Re: [sigc] Re: [gtkmm] libsigcx and gtkmm 2.4
- From: Daniel Elstner <daniel elstner gmx net>
- To: Christer Palm <palm nogui se>, Martin Schulze <martin-ml hippogriff de>
- Cc: libsigcx-main lists sourceforge net, libsigc-list gnome org, Gtkmm List <gtkmm-list gnome org>
- Subject: Re: [sigc] Re: [gtkmm] libsigcx and gtkmm 2.4
- Date: Sun, 13 Jun 2004 00:03:36 +0200
Am Sa, den 12.06.2004 um 15:19 Uhr +0200 schrieb Christer Palm:
> Thanks Martin!
>
> I "stole" the basic principles from your class to create my own variant
> of a multi-argument Gtk::Dispatcher. As I think this is some pretty
> useful stuff, I'm posting the result here.
>
> Perhaps this could be adapted to go into the Glibmm distribution?
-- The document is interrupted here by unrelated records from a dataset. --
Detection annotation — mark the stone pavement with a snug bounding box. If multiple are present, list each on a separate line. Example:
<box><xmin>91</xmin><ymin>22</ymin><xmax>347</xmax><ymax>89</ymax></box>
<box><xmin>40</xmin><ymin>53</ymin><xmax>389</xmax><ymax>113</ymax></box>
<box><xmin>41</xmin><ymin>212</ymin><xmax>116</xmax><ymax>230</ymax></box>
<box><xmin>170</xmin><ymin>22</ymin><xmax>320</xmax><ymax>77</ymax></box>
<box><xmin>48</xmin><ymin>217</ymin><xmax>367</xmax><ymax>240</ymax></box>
> Let me all know what you think.
The problem is that I'm still not convinced that cross-thread signalling
with arguments can be implemented correctly as a generic template. From
Martin's description of the SigCX solution it appears that a so-called
synchronous mode is used to get around that:
disp.tunnel(sigc::bind(&foo, std::string("hello world")));
/*
- call this function from any thread;
- bind up to 7 arguments at once
- pass 'true' as a second argument if the slot should
be executed synchronously;
- make use of signal::make_slot() if the dispatcher
should emit a signal;
*/
Hmm std::string is a perfect example of an argument type that requires
special handling. So assuming "synchronously" does what I think it
does, why doesn't the example use this mode?
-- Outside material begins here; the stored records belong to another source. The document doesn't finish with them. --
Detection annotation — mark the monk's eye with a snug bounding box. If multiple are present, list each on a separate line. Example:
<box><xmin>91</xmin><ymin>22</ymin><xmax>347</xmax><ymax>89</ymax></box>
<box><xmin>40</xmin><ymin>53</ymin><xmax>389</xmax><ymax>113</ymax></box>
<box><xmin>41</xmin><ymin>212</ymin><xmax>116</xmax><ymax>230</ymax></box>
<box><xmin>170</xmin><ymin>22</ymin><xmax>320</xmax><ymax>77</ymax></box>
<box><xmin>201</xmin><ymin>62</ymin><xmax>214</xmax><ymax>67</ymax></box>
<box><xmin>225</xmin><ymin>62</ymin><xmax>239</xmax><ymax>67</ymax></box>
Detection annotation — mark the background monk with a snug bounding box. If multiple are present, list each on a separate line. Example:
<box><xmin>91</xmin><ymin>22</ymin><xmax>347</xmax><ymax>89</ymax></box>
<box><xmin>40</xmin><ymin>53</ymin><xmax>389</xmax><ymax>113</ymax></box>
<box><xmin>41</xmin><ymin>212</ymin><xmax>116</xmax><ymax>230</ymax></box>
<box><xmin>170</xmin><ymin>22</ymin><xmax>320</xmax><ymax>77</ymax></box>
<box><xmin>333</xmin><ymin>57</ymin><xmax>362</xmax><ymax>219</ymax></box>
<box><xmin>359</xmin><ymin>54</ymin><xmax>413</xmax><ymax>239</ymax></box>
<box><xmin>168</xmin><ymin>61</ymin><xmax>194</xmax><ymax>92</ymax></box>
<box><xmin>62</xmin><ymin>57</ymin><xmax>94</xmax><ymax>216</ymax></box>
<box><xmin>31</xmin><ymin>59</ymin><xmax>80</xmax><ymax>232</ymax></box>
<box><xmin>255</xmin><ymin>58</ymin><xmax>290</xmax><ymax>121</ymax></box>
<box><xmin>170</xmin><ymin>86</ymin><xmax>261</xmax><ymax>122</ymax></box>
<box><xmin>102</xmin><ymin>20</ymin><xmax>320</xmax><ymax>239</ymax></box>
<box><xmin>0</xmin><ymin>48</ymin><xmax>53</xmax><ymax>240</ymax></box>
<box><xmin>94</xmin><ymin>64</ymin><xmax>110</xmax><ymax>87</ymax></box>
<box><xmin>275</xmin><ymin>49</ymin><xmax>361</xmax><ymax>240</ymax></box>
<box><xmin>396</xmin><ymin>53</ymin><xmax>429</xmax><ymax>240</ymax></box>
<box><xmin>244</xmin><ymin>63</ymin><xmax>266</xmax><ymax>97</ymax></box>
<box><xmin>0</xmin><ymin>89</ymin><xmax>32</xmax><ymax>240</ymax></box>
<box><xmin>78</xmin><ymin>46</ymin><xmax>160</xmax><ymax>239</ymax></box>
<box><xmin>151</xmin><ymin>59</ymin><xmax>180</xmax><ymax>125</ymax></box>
How does this synchronous thing work? Does it really wait for the main
loop to process the signal, and wouldn't that defeat the purpose of
threads? Even if it does this you still need mutex locking to protect
the memory being shared (ensuring that event A happens after event B is
not enough due to the way modern hardware works; you definitely need
memory barriers too).
Also, you can always use plain Glib::Dispatcher in conjunction with a
Glib::Mutex to pass data around. This way you're forced to think about
the locking which is IMHO a good thing.
When I thought about adding signal parameter support to Glib::Dispatcher
a while ago, I played with the idea of making Glib::Dispatcher provide a
low-level interface for sending raw blocks of memory through the pipe.
On top of that there could be some kind of plugin interface that
requires you to implement two functions that convert your data to raw
memory and back again. I don't think it should be entirely automagic
through templates since that'd give the user a false sense of security.
The big advantage of course is avoidance of any locking whatsoever.
Comments, corrections, insights, etc. will be appreciated.